America
Greg Grandin, Anne Garland Mahler

Join us for a conversation with Greg Grandin, Peter V. and C. Vann Woodward Professor of History at Yale University and Pulitzer Prize–winning author of The End of the Myth (2019). In his new book, America, América: A New History of the New World, Grandin shows how the history of the United States has been fundamentally shaped by its relationship with Latin American nations. In their politics and national identities, he argues, countries across the hemisphere emerged from a constant and often turbulent engagement with one another.
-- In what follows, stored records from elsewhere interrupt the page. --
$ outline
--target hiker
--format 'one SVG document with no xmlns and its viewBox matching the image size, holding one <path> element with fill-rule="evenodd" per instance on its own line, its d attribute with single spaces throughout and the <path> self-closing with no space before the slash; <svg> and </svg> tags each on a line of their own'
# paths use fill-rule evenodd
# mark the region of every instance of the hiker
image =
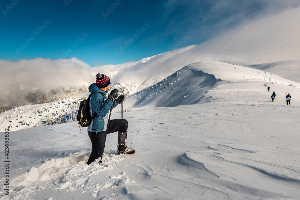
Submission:
<svg viewBox="0 0 300 200">
<path fill-rule="evenodd" d="M 275 93 L 275 92 L 273 92 L 273 94 L 272 94 L 272 96 L 271 96 L 271 98 L 272 99 L 272 102 L 274 102 L 274 99 L 275 98 L 275 97 L 276 96 L 276 93 Z"/>
<path fill-rule="evenodd" d="M 104 74 L 96 75 L 96 83 L 88 87 L 92 93 L 90 100 L 91 116 L 97 113 L 88 127 L 88 134 L 92 141 L 92 151 L 87 163 L 88 165 L 101 157 L 104 151 L 106 131 L 107 134 L 118 131 L 118 154 L 132 154 L 134 150 L 126 146 L 125 140 L 127 137 L 128 122 L 124 119 L 110 120 L 109 126 L 109 112 L 112 106 L 113 108 L 125 100 L 125 96 L 121 95 L 118 98 L 118 90 L 115 89 L 106 95 L 110 89 L 110 79 Z M 104 99 L 105 101 L 103 101 Z M 107 129 L 108 129 L 107 130 Z"/>
<path fill-rule="evenodd" d="M 292 99 L 292 97 L 290 95 L 289 93 L 287 94 L 286 96 L 285 97 L 285 98 L 286 99 L 286 103 L 287 104 L 287 105 L 290 105 L 291 99 Z"/>
</svg>

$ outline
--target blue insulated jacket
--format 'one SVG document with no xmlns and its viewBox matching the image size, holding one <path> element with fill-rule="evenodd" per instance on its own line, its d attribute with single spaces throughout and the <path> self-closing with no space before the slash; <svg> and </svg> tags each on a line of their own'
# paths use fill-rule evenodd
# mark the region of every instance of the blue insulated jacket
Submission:
<svg viewBox="0 0 300 200">
<path fill-rule="evenodd" d="M 91 116 L 93 116 L 95 112 L 97 114 L 88 127 L 88 130 L 92 132 L 106 131 L 110 108 L 113 104 L 113 108 L 118 105 L 118 102 L 116 100 L 113 102 L 107 98 L 106 94 L 108 91 L 100 90 L 95 83 L 89 86 L 88 91 L 93 93 L 90 99 L 90 114 Z M 105 101 L 104 103 L 103 100 L 104 97 Z"/>
</svg>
The conversation is moderated by Anne Garland Mahler, associate professor of Spanish at UVA and the author of From the Tricontinental to the Global South (2018) and editor of the forthcoming Oxford Handbook of the History of the Global South.
A limited number of lunches will be available on a first-come, first-served basis beginning at 11:30 AM. Grandin's book will be available for purchase. Parking is not available at Bond House. If you plan to drive, there is paid parking within walking distance at the Oakhurst Inn and Central Grounds Garage. For additional handicap accessible parking spots, consult the UVA accessibility map.
The Nau Lab's “Touchstones of Democracy” series explores key events, places, thinkers, and texts that inform the history and principles of democracy. Leading up to the 250th anniversary of the U.S. Declaration of Independence in July 2026, this event series is showcasing recent books that expand and deepen our understanding of the era of the American Revolution—and illuminate the connections of that period to the present.
The fall 2025 conversations are produced at the University of Virginia by the Karsh Institute of Democracy and the College and Graduate School of Arts & Sciences.
Speakers
Greg Grandin
Peter V. and C. Vann Woodward Professor of History, Yale University

Greg Grandin
Peter V. and C. Vann Woodward Professor of History, Yale University
Greg Grandin is the Peter V. and C. Vann Woodward Professor of History at Yale University. He is the author of a number of prize-winning books, including The End of the Myth: From the Frontier to the Border Wall in the Mind of America. The End of the Myth won the Pulitzer Prize for Non-Fiction and was a finalist for the prize in History. Other books include Empire’s Workshop: Latin America, the United States, and the Making of an Imperial Republic, first published in 2005 and significantly revised and expanded in 2021, and Kissinger’s Shadow: The Long Reach of America’s Most Controversial Statesman. Fordlandia: The Rise and Fall of Henry Ford’s Forgotten Jungle City was a finalist for the Pulitzer Prize in History, as well as for the National Book Award and the National Book Critics Circle Award, and picked by the New York Times, New Yorker, Boston Globe, Chicago Tribune and NPR for their “best of” lists, and Amazon.com named it the best history book of 2009.
He is also the author of The Empire of Necessity: Slavery, Freedom, and Deception in the New World, which won the Bancroft Prize in American History. Grandin is also the author of The Last Colonial Massacre: Latin America During the Cold War and The Blood of Guatemala: A History of Race and Nation, which won the Latin American Studies Association’s Bryce Wood Award for the best book published on Latin America in any discipline. With Gil Joseph, Grandin co-edited A Century of Revolution: Insurgent and Counterinsurgent Violence During Latin America’s Long Cold War.
A former consultant to the United Nations truth commission on Guatemala, Grandin is a member of the American Academy of Arts and Sciences. He has written for various journals, including The Nation, The Guardian, The New York Times, Harper’s, The London Review of Books, Jacobin, The Atlantic, The Boston Review, and The Intercept.
Anne Garland Mahler
Associate Professor and Director of Latin American Studies, UVA

Anne Garland Mahler
Associate Professor and Director of Latin American Studies, UVA
Anne Garland Mahler is Associate Professor and Director of Latin American Studies at the University of Virginia. She is author/editor of the books From the Tricontinental to the Global South: Race, Radicalism, and Transnational Solidarity (2018); The Comintern and the Global South: Global Designs/Local Encounters (2023); A Wide Net of Solidarity: Antiracism and Anti-Imperialism from the Americas to the Globe (2025), and The Oxford Handbook of the History of the Global South (forthcoming, 2026). Mahler is creator and director of the digital publication Global South Studies.